Saving takes only a second now. I guess some polishing patches are coming still.

Arch Linux 64-bit
Version: 6.4.0.0.alpha0+
Build ID: 7272b9f752cb74757d6ed504202eefccc589f804
CPU threads: 8; OS: Linux 5.1; UI render: default; VCL: gtk3; 
Locale: fi-FI (fi_FI.UTF-8); UI-Language: en-US
Calc: threaded
Built on 1 June 2019
Comment 28 Luboš Luňák 2019-06-03 10:09:16 UTC
(In reply to Buovjaga from comment #27)
> Saving takes only a second now. I guess some polishing patches are coming
> still.

Not from me, I consider the parallel zip stuff complete. Is there still something more to do about this bugreport? It looks to me it can be closed.
Comment 29 Xisco Faulí 2019-06-03 10:24:12 UTC
(In reply to Luboš Luňák from comment #28)
> (In reply to Buovjaga from comment #27)
> > Saving takes only a second now. I guess some polishing patches are coming
> > still.
> 
> Not from me, I consider the parallel zip stuff complete. Is there still
> something more to do about this bugreport?
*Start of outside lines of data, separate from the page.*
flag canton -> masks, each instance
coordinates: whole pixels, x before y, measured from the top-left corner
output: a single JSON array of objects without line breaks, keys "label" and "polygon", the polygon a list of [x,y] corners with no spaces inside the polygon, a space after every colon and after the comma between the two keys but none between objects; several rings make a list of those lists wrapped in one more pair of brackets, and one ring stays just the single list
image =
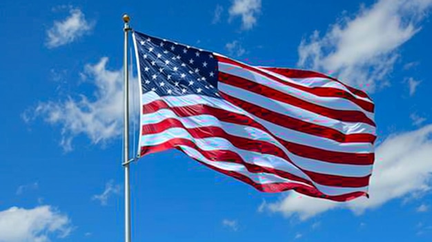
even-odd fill
[{"label": "flag canton", "polygon": [[142,92],[219,97],[213,54],[135,32]]}]

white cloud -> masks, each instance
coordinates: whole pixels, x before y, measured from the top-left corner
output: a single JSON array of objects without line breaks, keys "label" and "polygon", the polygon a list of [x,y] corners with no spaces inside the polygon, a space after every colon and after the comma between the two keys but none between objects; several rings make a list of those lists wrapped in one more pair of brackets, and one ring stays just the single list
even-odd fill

It looks to me it can be closed.

Let's close it then.
it takes 5 seconds in

Version: 6.3.0.0.beta1+
Build ID: 219e128553645911685b6061f7c5ea359a4c551c
CPU threads: 4; OS: Linux 4.15; UI render: default; VCL: gtk3; 
Locale: ca-ES (ca_ES.UTF-8); UI-Language: en-US
Calc: threaded

otoh, if I convert it from command line, it takes

real	0m29,096s
user	0m38,720s
sys	0m2,016s

same time as in comment 25.

@Luboš, is the parallel zip not used in headless mode ?
Comment 30 Luboš Luňák 2019-06-03 11:23:09 UTC
(In reply to Xisco Faulí from comment #29)
> @Luboš, is the parallel zip not used in headless mode ?

Not by design. If that happens, it should be some external factor (thread pool not working in headless mode, maybe?).
Comment 31 Luboš Luňák 2019-06-03 14:04:00 UTC
And I actually cannot confirm that conversion from the CLI would take longer. It takes about the same as in the UI as if I do "soffice --headless --convert-to ods --outdir out/ 500k_formul.ods".
Comment 32 Luboš Luňák 2019-06-13 09:08:09 UTC
Let's close this, unless somebody can show there is still a problem.